Episode 1 is called A History of English Folk Tunes, and has contributions from Jeremy Barlow (of the Broadside Band, and editor of the comprehensive edition of Playford’s English Dancing Master for Faber) Matt Coatsworth, and Becky Price of the band Boldwood. They discuss what might make a tune “English,” and how difficult that concept is when tunes travel (for example, between the north of England and Denmark) acquiring different names and subtle variations. If you’ve read this blog, you’ll know how far and wide, and for how long Bon Voyage, Cher Dumollet has travelled. Bon Voyage, indeed.
I was also nerdily thrilled to hear Becky Price say that playing for ceilidhs, she and her bandmates wanted to play 3/2 hornpipes, but people don’t tend to do those at ceilidhs, where the hornpipes are—as they are most other places—in 4/4. That’s one of the reasons they formed a band specifically to play these 17th and 18th century dance tunes where 3/2 hornpipes are a thing. I love them too (see another earlier post). The only other person I know for whom “hornpipe” means 3/2, is Mark Morris, as I wrote about in a post about the joys of playing for his class.

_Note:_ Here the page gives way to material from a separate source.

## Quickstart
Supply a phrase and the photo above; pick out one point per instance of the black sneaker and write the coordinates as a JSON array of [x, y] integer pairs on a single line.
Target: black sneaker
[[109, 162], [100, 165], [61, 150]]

But the best part of the whole podcast was to finally discover the source of a fascinating theory that I heard about in a workshop years ago. It’s the kind of funny factoid I’d want read out at my funeral. In different editions of Playford’s Dancing Master, tunes appeared in one with sharpened leading notes, and in another without. One theory was that at a certain time, the printer simply ran out of sharps, so they were forced to leave them out. I love that theory so much I could eat it. I myself once published and recorded a hornpipe that I thought sounded really trendily Celtic and modal, only to hear it everywhere on Spotify played with sharpened 7ths. When I looked back at my sources, I realized I’d simply misread the key signature as one sharp instead of two. No mystery, no argument over authenticity or sources, just a stupid, schoolboy error. I’ve also let slip metronome marks that have a minim instead of a crotchet, leading to anxious emails, and who knows, frenetic performances. In his ballet Tantz-Schul, the composer Mauricio Kagel made a deliberate feature of the notational errors in the 1716 treatise by Gregorio Lambranzi New and Curious Theatrical School of Dancing by Gregorio Lambranzi, on which the ballet was based (see review in Gramophone).
So I have loved the theory ever since I heard about it, but never knew whose theory it was, or any more detail. Thanks to this podcast, I now know: it was Jeremy Barlow, in a paper for the Historical Dance Society in 2001, called “Tunes in the English Dancing Master 1651: John Playford’s Accidental Misprints?” [hyperlink will take you to the full text of the paper).
Another interesting talking point was the contribution of instrument design on tune notations: on a pipe that had no possibility of playing a leading note in the lower octave, it might be replaced with the 2nd above (in D, for example, that means D3-E3-D3 rather than the physically impossible D3-C#2-D3). Since so much of the character of tunes hangs on these cadential differences, it’s good to know that of all things, they are the most liable to alteration.